And you wonder why the general public has such a low opinion of the CME-pharma relationship. File this editorial from the Boston Globe as exhibit #3,928. It's written by Jerome Kassirer, author of a book called, "'On The Take: How Medicine's Complicity With Big Business Can Endanger Your Health," which gives you an idea of where he's coming from. A snip:
- Except for a handful of people, nobody has raised questions about whether ''unrestricted" grants are truly unencumbered; whether there are hidden incentives for some kind of ''payback." Nobody has inquired how recipient organizations arrange to get the grants, how much they receive, or how they administer the grants. Congress has finally opened the Pandora's box of industry sponsorship of continuing medical education, and once it discovers where the money is going, it seems likely that they will come calling, not just on the grantors, but also on the recipients.

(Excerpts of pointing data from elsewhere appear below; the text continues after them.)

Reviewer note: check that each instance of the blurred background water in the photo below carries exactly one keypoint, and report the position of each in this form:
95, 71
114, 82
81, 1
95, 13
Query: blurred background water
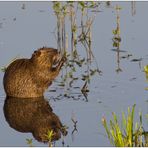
24, 30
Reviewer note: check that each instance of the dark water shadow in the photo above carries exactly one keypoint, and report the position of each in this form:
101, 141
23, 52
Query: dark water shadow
33, 115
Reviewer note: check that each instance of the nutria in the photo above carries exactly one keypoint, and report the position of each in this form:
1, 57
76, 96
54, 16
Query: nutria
33, 115
25, 78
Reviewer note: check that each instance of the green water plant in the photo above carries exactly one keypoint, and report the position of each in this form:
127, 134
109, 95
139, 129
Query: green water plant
49, 136
128, 134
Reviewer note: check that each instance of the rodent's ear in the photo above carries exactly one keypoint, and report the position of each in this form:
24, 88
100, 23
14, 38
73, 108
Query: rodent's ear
37, 53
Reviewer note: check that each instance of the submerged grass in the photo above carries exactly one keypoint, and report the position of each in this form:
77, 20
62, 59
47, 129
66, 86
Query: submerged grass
128, 135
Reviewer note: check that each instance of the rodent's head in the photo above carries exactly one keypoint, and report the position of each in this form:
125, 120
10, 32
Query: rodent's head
46, 57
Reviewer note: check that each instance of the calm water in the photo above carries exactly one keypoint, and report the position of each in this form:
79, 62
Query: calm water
23, 31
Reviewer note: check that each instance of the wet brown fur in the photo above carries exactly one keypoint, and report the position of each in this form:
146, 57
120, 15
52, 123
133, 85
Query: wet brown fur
25, 78
33, 115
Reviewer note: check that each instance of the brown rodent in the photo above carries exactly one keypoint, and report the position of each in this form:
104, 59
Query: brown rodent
33, 115
25, 78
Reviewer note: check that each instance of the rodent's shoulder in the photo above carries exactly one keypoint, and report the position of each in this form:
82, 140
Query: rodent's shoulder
19, 63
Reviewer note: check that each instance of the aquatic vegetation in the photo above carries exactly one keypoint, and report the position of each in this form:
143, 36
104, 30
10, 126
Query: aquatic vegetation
128, 134
77, 32
49, 136
116, 38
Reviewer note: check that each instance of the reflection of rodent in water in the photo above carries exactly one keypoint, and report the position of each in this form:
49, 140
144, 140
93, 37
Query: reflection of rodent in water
33, 115
31, 77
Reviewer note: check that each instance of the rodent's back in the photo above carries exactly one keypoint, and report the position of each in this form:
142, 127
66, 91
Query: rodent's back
18, 79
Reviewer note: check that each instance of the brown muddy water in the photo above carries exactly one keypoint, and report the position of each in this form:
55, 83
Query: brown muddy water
26, 26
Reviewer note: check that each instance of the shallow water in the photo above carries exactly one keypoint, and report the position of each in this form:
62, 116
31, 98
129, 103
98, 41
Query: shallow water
23, 31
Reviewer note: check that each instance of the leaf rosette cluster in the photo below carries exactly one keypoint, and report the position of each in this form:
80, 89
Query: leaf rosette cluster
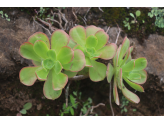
131, 70
92, 41
48, 61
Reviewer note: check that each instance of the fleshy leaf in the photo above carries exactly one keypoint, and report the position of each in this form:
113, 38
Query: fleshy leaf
58, 67
41, 73
134, 85
91, 30
71, 44
41, 49
48, 91
91, 41
115, 92
26, 51
78, 35
59, 80
36, 63
128, 54
110, 72
134, 76
88, 62
98, 71
140, 64
39, 36
129, 95
69, 73
51, 54
119, 78
84, 71
77, 63
102, 39
108, 51
143, 79
59, 39
128, 67
27, 75
65, 55
124, 48
48, 64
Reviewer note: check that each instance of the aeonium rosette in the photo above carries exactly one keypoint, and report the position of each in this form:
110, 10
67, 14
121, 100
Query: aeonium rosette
48, 61
131, 70
92, 42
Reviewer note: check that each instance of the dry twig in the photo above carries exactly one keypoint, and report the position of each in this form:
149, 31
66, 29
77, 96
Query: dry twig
92, 107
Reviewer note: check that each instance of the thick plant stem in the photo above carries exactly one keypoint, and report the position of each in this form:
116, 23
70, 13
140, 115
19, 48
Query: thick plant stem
110, 98
67, 93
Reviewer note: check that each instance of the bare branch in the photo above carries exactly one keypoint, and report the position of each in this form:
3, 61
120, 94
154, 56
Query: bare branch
41, 26
92, 107
87, 13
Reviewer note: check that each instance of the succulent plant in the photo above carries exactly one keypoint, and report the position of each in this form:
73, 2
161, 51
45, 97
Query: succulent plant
48, 62
92, 42
131, 70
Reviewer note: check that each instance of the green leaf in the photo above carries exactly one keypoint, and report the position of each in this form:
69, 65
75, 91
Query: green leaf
58, 67
140, 64
26, 51
36, 63
108, 51
39, 36
138, 13
78, 62
72, 99
27, 106
124, 48
91, 41
143, 79
71, 44
98, 71
110, 72
134, 85
48, 91
134, 76
48, 64
41, 73
128, 67
27, 75
88, 62
41, 49
78, 35
65, 55
129, 95
119, 78
91, 30
102, 38
51, 54
69, 73
59, 81
84, 71
72, 111
59, 39
23, 111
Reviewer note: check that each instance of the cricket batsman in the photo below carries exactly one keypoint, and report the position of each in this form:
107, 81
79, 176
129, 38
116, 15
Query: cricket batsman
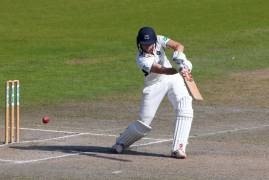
161, 80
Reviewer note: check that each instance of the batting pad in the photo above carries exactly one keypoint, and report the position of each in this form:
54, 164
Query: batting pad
133, 133
183, 124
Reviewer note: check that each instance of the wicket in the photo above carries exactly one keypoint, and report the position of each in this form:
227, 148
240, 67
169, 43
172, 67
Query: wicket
12, 111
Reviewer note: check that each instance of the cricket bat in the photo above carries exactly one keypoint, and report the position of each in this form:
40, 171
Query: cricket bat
192, 87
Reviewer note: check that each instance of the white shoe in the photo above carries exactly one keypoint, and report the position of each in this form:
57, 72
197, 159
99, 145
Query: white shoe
179, 154
117, 148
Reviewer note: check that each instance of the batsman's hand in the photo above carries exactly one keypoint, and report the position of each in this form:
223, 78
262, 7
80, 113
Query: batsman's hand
181, 61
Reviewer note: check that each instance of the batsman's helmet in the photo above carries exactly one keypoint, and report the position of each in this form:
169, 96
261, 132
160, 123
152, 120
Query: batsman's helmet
146, 36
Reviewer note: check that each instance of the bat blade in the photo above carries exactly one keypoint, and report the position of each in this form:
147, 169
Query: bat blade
192, 87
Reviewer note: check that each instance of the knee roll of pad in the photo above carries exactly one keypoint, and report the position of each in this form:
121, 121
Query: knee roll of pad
133, 133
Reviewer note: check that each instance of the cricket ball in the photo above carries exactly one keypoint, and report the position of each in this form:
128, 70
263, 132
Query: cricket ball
46, 119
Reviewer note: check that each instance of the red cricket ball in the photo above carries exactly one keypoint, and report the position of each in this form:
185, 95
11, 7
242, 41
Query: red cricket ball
46, 119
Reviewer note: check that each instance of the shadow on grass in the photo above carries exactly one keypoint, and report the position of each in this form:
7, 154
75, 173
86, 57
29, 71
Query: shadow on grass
94, 151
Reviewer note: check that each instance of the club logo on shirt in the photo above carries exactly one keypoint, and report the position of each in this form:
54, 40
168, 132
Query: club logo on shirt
146, 37
165, 38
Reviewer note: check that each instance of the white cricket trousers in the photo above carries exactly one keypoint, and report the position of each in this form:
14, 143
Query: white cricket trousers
171, 85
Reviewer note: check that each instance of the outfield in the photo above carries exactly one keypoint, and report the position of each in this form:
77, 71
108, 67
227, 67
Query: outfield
76, 62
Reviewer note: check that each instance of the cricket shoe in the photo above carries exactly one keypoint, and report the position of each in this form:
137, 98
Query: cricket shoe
117, 148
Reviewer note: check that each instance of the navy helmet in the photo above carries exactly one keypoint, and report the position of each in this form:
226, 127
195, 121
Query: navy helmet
146, 36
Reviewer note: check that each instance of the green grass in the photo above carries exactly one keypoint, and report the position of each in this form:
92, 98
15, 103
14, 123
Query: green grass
65, 50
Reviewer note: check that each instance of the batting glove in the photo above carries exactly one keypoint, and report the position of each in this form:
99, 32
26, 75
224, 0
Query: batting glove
182, 63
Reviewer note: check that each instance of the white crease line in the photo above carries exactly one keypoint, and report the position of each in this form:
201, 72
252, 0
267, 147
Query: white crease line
202, 135
37, 160
48, 130
139, 145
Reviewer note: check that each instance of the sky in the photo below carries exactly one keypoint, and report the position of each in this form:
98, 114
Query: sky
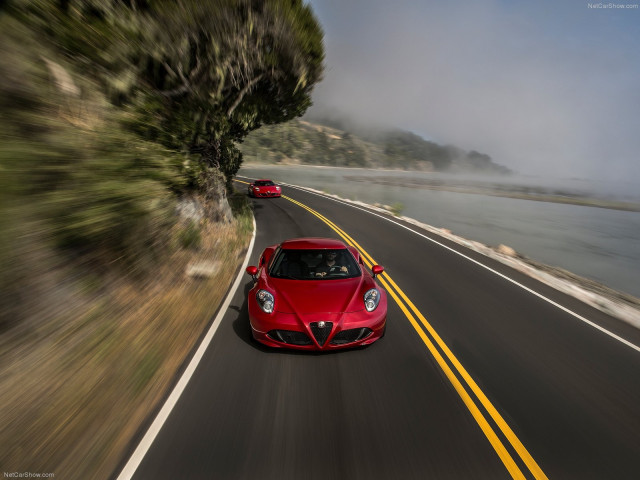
543, 87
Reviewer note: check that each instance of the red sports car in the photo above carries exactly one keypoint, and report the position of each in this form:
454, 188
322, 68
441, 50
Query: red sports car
315, 294
264, 188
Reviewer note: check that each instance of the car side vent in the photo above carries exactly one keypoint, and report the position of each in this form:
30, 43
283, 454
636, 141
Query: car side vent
321, 331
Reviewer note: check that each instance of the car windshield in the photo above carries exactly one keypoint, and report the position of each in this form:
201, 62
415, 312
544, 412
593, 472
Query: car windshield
320, 264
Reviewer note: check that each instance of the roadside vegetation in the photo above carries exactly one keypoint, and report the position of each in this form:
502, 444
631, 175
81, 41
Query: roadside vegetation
337, 144
120, 229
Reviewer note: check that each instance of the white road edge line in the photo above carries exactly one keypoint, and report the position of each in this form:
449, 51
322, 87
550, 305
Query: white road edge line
533, 292
143, 447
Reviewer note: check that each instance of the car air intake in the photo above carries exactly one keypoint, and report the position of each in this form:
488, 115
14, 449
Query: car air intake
350, 336
321, 331
290, 337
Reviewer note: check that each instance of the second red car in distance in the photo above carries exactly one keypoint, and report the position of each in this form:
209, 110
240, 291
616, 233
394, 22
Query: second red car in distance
315, 294
264, 188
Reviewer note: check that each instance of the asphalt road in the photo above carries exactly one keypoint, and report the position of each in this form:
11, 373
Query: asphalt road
479, 379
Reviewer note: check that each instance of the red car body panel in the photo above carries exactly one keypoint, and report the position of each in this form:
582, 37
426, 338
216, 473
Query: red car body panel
299, 305
264, 188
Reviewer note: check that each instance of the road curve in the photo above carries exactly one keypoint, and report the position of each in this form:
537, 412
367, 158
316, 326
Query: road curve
477, 376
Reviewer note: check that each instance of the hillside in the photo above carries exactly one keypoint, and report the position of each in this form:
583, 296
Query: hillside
304, 142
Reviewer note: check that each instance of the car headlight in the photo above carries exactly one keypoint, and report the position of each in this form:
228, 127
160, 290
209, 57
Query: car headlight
371, 299
265, 300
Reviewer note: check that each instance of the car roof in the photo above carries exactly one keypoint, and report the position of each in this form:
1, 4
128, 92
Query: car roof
312, 243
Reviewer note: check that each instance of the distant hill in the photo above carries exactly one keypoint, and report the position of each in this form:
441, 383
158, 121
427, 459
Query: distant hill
306, 143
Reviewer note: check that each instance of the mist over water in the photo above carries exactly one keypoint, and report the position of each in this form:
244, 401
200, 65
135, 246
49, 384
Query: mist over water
597, 243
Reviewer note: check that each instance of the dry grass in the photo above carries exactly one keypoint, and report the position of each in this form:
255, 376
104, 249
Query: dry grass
76, 385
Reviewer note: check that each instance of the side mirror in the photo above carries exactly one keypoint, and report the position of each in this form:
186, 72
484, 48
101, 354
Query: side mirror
253, 271
377, 270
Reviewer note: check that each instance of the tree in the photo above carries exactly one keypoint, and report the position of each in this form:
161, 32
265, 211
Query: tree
216, 70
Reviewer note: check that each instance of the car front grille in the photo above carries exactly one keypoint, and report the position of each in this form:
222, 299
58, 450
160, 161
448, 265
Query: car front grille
350, 336
321, 334
290, 337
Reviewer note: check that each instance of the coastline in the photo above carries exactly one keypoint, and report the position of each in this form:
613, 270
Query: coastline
620, 305
474, 187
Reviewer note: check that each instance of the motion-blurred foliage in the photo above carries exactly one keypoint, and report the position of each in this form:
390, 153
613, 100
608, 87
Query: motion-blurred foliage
111, 109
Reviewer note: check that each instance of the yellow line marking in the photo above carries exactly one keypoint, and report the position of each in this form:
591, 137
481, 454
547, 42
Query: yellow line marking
500, 449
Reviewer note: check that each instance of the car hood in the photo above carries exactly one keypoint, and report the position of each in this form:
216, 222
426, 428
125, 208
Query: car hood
318, 296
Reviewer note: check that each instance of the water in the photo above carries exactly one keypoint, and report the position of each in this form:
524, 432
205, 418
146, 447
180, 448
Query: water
596, 243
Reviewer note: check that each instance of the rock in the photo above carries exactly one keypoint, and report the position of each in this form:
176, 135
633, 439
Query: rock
505, 250
202, 269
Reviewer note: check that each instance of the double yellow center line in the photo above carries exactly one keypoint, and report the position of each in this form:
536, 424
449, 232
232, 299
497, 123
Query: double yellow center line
431, 338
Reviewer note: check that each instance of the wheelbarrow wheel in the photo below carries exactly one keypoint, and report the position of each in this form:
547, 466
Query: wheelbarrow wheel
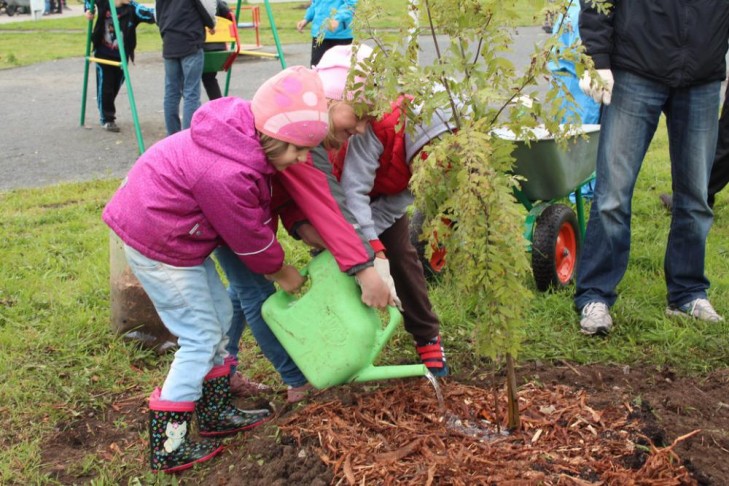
431, 267
555, 247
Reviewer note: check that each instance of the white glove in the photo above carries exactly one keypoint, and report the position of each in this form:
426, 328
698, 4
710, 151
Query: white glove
601, 89
382, 266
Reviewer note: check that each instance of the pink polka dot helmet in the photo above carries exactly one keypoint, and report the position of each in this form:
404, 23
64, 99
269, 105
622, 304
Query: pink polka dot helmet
291, 107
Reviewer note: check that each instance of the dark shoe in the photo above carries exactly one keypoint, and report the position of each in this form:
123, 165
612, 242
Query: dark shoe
667, 201
216, 414
242, 386
433, 356
295, 394
110, 127
169, 426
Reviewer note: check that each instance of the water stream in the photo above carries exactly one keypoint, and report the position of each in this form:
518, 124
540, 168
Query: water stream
479, 429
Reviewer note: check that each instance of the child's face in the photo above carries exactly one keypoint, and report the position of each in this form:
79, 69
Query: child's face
344, 122
292, 155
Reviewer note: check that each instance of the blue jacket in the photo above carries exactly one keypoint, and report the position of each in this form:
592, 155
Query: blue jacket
321, 10
584, 108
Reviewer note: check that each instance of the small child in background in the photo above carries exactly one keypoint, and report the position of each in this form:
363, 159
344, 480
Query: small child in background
333, 19
109, 79
374, 170
187, 195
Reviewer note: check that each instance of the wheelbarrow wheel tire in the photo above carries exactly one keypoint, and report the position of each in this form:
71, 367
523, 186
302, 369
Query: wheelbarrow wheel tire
555, 247
416, 228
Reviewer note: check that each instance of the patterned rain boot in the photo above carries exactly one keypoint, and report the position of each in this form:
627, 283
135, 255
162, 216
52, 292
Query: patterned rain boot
169, 426
433, 356
215, 413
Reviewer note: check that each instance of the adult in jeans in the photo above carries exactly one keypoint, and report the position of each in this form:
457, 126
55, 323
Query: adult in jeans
182, 27
652, 57
719, 177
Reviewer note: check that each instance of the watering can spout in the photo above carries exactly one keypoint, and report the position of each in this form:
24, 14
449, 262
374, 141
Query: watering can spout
375, 373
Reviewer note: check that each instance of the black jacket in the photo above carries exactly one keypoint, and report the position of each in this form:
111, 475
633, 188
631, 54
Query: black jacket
182, 25
675, 42
129, 17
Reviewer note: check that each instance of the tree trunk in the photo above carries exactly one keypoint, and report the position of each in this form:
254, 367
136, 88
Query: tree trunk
514, 420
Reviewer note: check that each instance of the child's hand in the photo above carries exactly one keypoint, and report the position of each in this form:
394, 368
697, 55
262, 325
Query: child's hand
310, 236
288, 278
375, 292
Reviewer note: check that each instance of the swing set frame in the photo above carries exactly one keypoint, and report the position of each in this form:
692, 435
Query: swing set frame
123, 64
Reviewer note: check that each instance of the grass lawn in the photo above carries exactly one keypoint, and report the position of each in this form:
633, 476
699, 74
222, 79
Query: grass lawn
59, 358
58, 37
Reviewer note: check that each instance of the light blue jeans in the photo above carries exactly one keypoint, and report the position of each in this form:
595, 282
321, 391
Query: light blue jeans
182, 80
193, 304
248, 291
627, 128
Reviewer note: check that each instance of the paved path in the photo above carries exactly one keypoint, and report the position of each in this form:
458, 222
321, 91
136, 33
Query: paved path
42, 142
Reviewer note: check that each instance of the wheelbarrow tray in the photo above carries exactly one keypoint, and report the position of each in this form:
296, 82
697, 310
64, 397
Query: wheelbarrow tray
553, 171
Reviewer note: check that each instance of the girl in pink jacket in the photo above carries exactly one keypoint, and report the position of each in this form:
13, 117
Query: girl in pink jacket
187, 195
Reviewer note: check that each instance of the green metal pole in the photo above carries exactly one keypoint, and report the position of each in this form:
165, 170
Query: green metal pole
269, 12
125, 69
230, 69
86, 70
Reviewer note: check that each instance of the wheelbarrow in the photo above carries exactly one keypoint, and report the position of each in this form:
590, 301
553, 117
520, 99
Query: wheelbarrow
552, 228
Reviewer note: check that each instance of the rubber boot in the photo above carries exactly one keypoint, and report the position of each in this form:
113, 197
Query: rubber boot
216, 414
169, 428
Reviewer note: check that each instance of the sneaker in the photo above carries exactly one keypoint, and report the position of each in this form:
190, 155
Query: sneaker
596, 319
298, 393
433, 356
667, 201
110, 127
242, 386
701, 309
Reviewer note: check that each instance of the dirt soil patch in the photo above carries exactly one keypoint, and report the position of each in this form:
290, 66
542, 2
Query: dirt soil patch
580, 425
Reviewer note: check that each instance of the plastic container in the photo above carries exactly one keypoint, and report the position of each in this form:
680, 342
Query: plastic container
329, 333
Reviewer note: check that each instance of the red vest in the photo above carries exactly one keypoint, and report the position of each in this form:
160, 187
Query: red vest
393, 175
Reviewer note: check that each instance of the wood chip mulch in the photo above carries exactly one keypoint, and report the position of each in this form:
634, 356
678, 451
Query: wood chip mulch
396, 435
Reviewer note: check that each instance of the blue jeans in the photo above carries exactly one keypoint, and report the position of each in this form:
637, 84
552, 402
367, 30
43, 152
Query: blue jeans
628, 125
182, 80
193, 304
247, 292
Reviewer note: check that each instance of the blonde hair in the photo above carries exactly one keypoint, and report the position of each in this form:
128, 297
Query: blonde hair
272, 147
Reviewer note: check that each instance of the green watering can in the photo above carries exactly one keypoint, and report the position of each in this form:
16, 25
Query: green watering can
329, 333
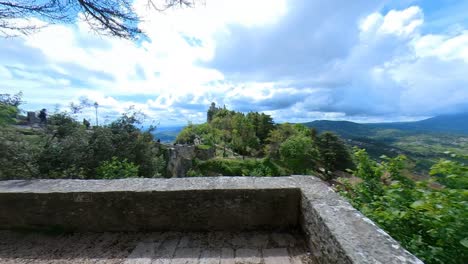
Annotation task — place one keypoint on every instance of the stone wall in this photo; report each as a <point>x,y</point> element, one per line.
<point>181,158</point>
<point>336,232</point>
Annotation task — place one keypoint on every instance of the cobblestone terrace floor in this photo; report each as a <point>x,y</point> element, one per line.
<point>152,248</point>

Why does medicine have a problem? Because industry pays for well over half of the expense of doctors' continuing medical education. Virtually all the continuing education departments in hospitals, medical centers, and medical schools rely on drug-company funding. Everybody does it, and when four drug companies gave the Massachusetts General Hospital's Psychiatry Department $6.5 million dollars to spread its educational expertise, the reaction was muted.
Professional societies are equally dependent on drug-company money. They rely on grants for operating expenses, for running enormous annual meetings, and for developing treatment recommendations for practicing doctors. Societies solicit funds by peddling chunks of their annual meetings. For sale: company tote bags, a rodeo, a barbecue, or a cocktail party.
and so on (emphasis up top added by moi). So, the entire CME industry, the ACCME, the Alliance for CME, PhRMA, and the Office of the Inspector General are a "handful of people"? Give me a break.